Thank you for any advice :-)
Amendment
If I create a view as recommended in first comment, than I get the same performance issue. Oracle does not use the subquery to restrict the results.
Here are the execution plans of my production queries (please click at the images)
a) SQL
b) View
Here are the execution plans of my test cases
-- Create Testdata table with ~ 1,000,000 entries
insert into a_table
(id, descr, a_position_field, anchor_id, horizon_id, a_value)
select level, 'data' || level, mod(level, 10), level, 1, level
from dual
connect by level <= 999999;
insert into anchor_table
(id, a_date)
select level, trunc(sysdate) - 500000 + level
from dual
connect by level <= 999999;
insert into horizon_table (id, offset) values (1, 50);
commit;
-- Create view
create or replace view testdata_vw as
with data as
(select a_table.id,
a_table.descr,
a_table.a_value,
horizon_table.offset,
case
when anchor_table.a_date = trunc(sysdate) then
1
else
0
end as anchor,
row_number() over(order by a_table.a_position_field) as position
from a_table
join anchor_table
on (anchor_table.id = a_table.anchor_id)
join horizon_table
on (horizon_table.id = a_table.horizon_id))
select *
from data d
where d.position between
(select d1.position - d.offset from data d1 where d1.anchor = 1) and
(select d2.position + d.offset from data d2 where d2.anchor = 1);
-- Explain plan of subquery factoring select statement
explain plan for
with data as
(select a_table.id,
a_table.descr,
a_value,
horizon_table.offset,
case
when anchor_table.a_date = trunc(sysdate) then
1
else
0
end as anchor,
row_number() over(order by a_table.a_position_field) as position
from a_table
join anchor_table
on (anchor_table.id = a_table.anchor_id)
join horizon_table
on (horizon_table.id = a_table.horizon_id)

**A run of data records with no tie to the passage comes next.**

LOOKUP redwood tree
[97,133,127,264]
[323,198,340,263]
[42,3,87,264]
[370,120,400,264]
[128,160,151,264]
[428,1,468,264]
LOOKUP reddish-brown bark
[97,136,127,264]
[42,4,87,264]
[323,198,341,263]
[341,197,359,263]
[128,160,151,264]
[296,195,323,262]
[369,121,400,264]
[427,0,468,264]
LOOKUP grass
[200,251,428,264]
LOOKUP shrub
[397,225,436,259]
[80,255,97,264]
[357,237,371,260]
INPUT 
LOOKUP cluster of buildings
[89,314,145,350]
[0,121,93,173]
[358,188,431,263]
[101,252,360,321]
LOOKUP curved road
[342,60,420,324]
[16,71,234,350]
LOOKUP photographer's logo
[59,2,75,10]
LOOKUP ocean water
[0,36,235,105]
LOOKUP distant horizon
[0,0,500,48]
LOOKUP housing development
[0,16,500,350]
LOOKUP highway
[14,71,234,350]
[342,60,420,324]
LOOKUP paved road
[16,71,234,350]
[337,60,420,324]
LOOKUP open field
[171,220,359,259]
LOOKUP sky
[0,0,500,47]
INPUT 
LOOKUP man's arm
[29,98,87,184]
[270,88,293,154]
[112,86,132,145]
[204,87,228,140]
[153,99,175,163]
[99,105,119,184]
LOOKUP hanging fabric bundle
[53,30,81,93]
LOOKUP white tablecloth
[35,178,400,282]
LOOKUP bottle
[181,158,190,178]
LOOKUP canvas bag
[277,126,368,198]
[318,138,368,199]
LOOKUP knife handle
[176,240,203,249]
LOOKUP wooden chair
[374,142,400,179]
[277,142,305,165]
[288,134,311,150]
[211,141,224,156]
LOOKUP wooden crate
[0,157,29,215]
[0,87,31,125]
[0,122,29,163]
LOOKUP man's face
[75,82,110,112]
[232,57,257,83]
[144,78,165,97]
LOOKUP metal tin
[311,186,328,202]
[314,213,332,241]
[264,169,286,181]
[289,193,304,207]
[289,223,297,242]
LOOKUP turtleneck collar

where a_table.a_value between 500000 - 500 and 500000 + 500)
select *
from data d
where d.position between
(select d1.position - d.offset from data d1 where d1.anchor = 1) and
(select d2.position + d.offset from data d2 where d2.anchor = 1);
select plan_table_output
from table(dbms_xplan.display('plan_table', null, null));
/*
Note: Size of SYS_TEMP_0FD9D6628_284C5768 ~ 1000 rows
Plan hash value: 1145408420
----------------------------------------------------------------------------------------------------------
| Id | Operation | Name | Rows | Bytes | Cost (%CPU)| Time |
----------------------------------------------------------------------------------------------------------
| 0 | SELECT STATEMENT | | 1 | 62 | 1791 (2)| 00:00:31 |
| 1 | TEMP TABLE TRANSFORMATION | | | | | |
| 2 | LOAD AS SELECT | SYS_TEMP_0FD9D6628_284C5768 | | | | |
| 3 | WINDOW SORT | | 57 | 6840 | 1785 (2)| 00:00:31 |
|* 4 | HASH JOIN | | 57 | 6840 | 1784 (2)| 00:00:31 |
|* 5 | TABLE ACCESS FULL | A_TABLE | 57 | 4104 | 1193 (2)| 00:00:21 |
| 6 | MERGE JOIN CARTESIAN | | 1189K| 54M| 586 (2)| 00:00:10 |
| 7 | TABLE ACCESS FULL | HORIZON_TABLE | 1 | 26 | 3 (0)| 00:00:01 |
| 8 | BUFFER SORT | | 1189K| 24M| 583 (2)| 00:00:10 |
| 9 | TABLE ACCESS FULL | ANCHOR_TABLE | 1189K| 24M| 583 (2)| 00:00:10 |
|* 10 | FILTER | | | | | |
| 11 | VIEW | | 57 | 3534 | 2 (0)| 00:00:01 |
| 12 | TABLE ACCESS FULL | SYS_TEMP_0FD9D6628_284C5768 | 57 | 4104 | 2 (0)| 00:00:01 |
|* 13 | VIEW | | 57 | 912 | 2 (0)| 00:00:01 |
| 14 | TABLE ACCESS FULL | SYS_TEMP_0FD9D6628_284C5768 | 57 | 4104 | 2 (0)| 00:00:01 |
|* 15 | VIEW | | 57 | 912 | 2 (0)| 00:00:01 |
| 16 | TABLE ACCESS FULL | SYS_TEMP_0FD9D6628_284C5768 | 57 | 4104 | 2 (0)| 00:00:01 |
----------------------------------------------------------------------------------------------------------
Predicate Information (identified by operation id):
---------------------------------------------------
4 - access("HORIZON_TABLE"."ID"="A_TABLE"."HORIZON_ID" AND
"ANCHOR_TABLE"."ID"="A_TABLE"."ANCHOR_ID")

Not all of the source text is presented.